Os líderes parlamentares decidiram que a moção de censura do Chega ao Governo será discutida a 8 de setembro à tarde, altura para a qual estava prevista a audição regimental do ministro da Administração Interna, que entretanto terá que ser reagendada pela comissão parlamentar de Assuntos Constitucionais, Liberdades e Garantias.
No entendimento do Livre, o debate sobre a moção de censura deveria decorrer na segunda-feira, uma vez que o Regimento estabelece que o texto tem que ser debatido ao terceiro dia parlamentar após a sua entrega.
“O próprio Chega sugeriu que se debatesse na terça-feira à tarde, precisamente no dia em que o ministro estava escalado para vir ao parlamento.
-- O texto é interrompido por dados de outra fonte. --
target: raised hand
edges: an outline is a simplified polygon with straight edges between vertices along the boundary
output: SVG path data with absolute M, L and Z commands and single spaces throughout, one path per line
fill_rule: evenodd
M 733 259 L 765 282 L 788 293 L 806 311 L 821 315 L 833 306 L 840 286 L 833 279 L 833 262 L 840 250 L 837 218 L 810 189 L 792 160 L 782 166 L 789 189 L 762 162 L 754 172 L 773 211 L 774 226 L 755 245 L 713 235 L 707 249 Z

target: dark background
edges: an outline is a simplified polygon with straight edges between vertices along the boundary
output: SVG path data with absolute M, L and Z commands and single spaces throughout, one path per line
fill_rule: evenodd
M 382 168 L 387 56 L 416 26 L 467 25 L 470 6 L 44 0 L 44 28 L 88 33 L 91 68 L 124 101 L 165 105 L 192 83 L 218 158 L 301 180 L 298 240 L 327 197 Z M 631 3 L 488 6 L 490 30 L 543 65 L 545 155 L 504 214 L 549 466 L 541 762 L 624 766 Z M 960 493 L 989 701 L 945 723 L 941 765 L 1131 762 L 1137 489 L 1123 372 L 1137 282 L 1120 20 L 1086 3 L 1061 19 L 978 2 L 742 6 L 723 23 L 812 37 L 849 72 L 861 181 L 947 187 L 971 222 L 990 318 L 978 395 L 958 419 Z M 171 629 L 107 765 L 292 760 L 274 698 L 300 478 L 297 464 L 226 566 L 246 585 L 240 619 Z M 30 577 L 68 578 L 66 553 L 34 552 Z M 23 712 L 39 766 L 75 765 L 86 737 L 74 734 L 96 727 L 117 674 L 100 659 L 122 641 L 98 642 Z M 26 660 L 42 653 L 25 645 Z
O Chega na verdade não estava interessado em ouvir o ministro, em obter mais explicações e, na verdade, só quer fazer folclore político e ocupar com isso todo o espaço mediático possível”, acusou a deputada.
Na mesma linha, a líder parlamentar do PCP, Paula Santos, afirmou que o seu partido não se opôs à data decidida em conferência de líderes, mas defendeu que “mais uma vez fica claro que o Chega não está verdadeiramente interessado nos esclarecimentos [do ministro]”.
Na opinião da bancada comunista, o Chega pretende “disfarçar a convergência que tem com as opções políticas do governo PSD e CDS”.
A deputada insistiu que a política do Governo “merece censura”, por estar a levar à “degradação das condições de vida das pessoas”, mas considerou que não é isso que preocupa o Chega ou que motivou a apresentação deste texto.
Também a deputada única do BE, Andreia Galvão, que está a substituir Fabian Figueiredo durante este mês, afirmou que “a extrema-direita tem uma enorme pressa em apresentar uma moção de censura, mas não demonstra a mesma pressa para resolver os problemas que realmente afligem os portugueses”, como o aumento do custo de vida.
“Mas a moção de hoje não é sobre isso, é sobre distrair o país com mais um circo mediático, que nos impede de debater os verdadeiros problemas”, lamentou.